Un modello per altri Paesi

E come il GDPR, anche questo regolamento potrà essere di esempio per altri paesi come la Corea del Sud, il Giappone, il Canada, la Gran Bretagna, Israele, Singapore, che sono centrali per lo sviluppo di AI. Perché nomino questi Paesi e non USA e Cina?

USA e Cina non hanno guardato al GDPR e forse non guarderanno al regolamento sull’AI. La Cina per ovvi motivi. Gli USA usano altre leve regolatorie, rispetto alle nostre, come la competizione e l’antitrust. Ma sugli USA non sono sicuro che il nostro regolamento AI non avrà influenza. Forse lo avrà a livello di singoli stati dell’Unione, così come il GDPR ha ispirato California Consumer Privacy Act.

Insomma, non è un vantaggio trascurabile. Ora con quest’ultimo regolamento abbiamo un testo su cui altri Paesi possono mettersi d’accordo con l’EU per cooperare in ambito AI. Anche già solo questa bozza stabilisce un tavolo di lavoro in cui è delineato un buon quadro generale. Per esempio, è in corso un accordo commerciale (free trade agreement) EU-India, e il nuovo regolamento anche in bozza potrebbe aiutare le trattative.

Teniamo conto che l’Europa è la seconda economia del mondo, con un PIL pari a un sesto dell’economia del mondo. Non è trascurabile: può influenzare il rispetto di regole da parte di molte società extra-europee.

Cosa non c’è nel Regolamento (meno male)

Anche ciò che non c’è, che è stato scientemente omesso, in questo regolamento, è importante. E va rimarcato.
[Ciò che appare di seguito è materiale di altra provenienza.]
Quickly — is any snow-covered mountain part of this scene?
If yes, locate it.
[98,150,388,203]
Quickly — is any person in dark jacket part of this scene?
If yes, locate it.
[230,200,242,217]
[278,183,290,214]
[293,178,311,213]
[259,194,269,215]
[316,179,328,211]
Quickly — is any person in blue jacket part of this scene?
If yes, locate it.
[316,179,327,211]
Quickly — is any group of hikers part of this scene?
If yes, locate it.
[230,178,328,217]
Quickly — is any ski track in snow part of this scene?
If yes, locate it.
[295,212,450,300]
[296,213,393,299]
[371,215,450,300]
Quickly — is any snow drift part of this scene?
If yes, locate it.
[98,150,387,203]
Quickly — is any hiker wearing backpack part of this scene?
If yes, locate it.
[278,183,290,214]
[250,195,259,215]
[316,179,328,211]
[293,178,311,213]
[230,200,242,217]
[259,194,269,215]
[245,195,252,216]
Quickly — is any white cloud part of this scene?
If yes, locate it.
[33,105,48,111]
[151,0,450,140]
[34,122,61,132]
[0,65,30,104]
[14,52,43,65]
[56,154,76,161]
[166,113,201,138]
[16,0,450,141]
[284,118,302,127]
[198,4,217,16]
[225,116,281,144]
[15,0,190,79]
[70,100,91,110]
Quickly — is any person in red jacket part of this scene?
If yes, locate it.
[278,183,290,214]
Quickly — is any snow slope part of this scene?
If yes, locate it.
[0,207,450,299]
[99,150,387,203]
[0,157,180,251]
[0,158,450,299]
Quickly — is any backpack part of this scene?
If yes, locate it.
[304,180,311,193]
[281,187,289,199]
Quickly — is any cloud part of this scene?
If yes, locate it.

All’inizio della discussione dell’hi-level group, ci si proponeva di vietare molte cose, come l’AI conscia. Ma era tutta fantascienza. In quel periodo, insieme ad altri, mi opposi con molta fermezza. Oggi di quel dibattito per fortuna resta solo una nota nel testo. Perché è stato meglio così? Perché sarebbe stato come vietare gli zombie. E sarebbe equivalso a spaventare le persone, perché implicherebbe che gli zombie sono possibili. Abbiamo bisogno di alimentare e costruire la fiducia nell’innovazione, non di creare spauracchi fantomatici.

Ecco quindi che nel regolamento UE non c’è alcun elemento di fantascienza o speculativo. Non si attribuisce all’AI nessuna responsabilità legale o giuridica. Software, hardware, reti, robot sono infatti solo una tecnologia. Nel regolamento, per questo motivo, la liability per i danni è tutta umana: a chi sviluppa, commercializza e usa la tecnologia.
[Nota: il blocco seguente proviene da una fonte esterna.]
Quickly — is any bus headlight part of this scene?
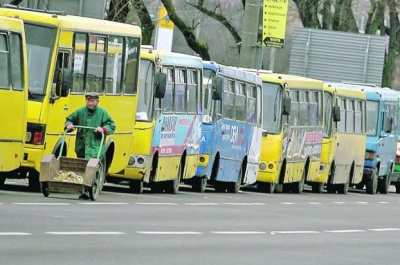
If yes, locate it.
[258,163,267,170]
[128,156,136,166]
[138,157,144,165]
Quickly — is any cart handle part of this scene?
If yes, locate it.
[57,125,104,160]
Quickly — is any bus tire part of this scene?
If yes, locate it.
[28,169,40,192]
[214,180,226,193]
[365,168,378,195]
[326,183,336,194]
[257,182,275,194]
[228,166,243,193]
[311,182,324,193]
[292,169,306,194]
[0,173,7,189]
[192,177,207,193]
[336,178,350,194]
[394,182,400,194]
[129,180,143,194]
[166,163,182,194]
[40,182,50,198]
[378,170,392,194]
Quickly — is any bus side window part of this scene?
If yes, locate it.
[346,99,354,133]
[338,98,347,133]
[162,68,174,112]
[10,33,24,90]
[354,100,364,134]
[187,70,200,113]
[246,85,257,123]
[223,79,235,119]
[174,69,186,112]
[0,34,10,88]
[290,90,299,126]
Attribuendo soggettività umana rischiamo tra l’altro di sminuire le prerogative e la dignità dell’umanità, che restano del tutto uniche.

Alcuni punti di forza rilevanti

Altro principio rilevante, preso da GDPR, è la non territorialità della legge. Si applica ai cittadini UE a prescindere da nazionalità dell’azienda.

Infine, un altro punto di forza è l’approccio basato sul rischio. Aumenta la fiducia e quindi fa bene al business. Per lo stesso motivo la gente compra le automobili: si fida perché ci sono parametri di sicurezza da rispettare, assicurazioni. Più una tecnologia è affidabile, più diventa facile commercializzarla con successo. Sono perfettamente d’accordo con la filosofia di fondo del regolamento: sostenere la fiducia per fare bene al business. Al centro non deve esserci l’innovazione ma la dignità e i diritti umani.

I limiti della bozza

La bozza ha dei limiti, che probabilmente saranno corretti. A volte è un po’ troppo idealista sulle aspettative. Per esempio, si richiedono caratteristiche per le banche dati sulle quali fare il training dei modelli del machine learning molto ideali, che nessuno probabilmente può ora garantire. La barra sulle aspettative è messa molto alta, ma questo è un modo comune di legiferare. Mi aspetto che la barra sarà adattata in seguito, in base a quello che in effetti si può ottenere. Per esempio, la prossima bozza invece di avere valori assoluti sulle banche dati potrebbe avere parametri a soglia da rispettare.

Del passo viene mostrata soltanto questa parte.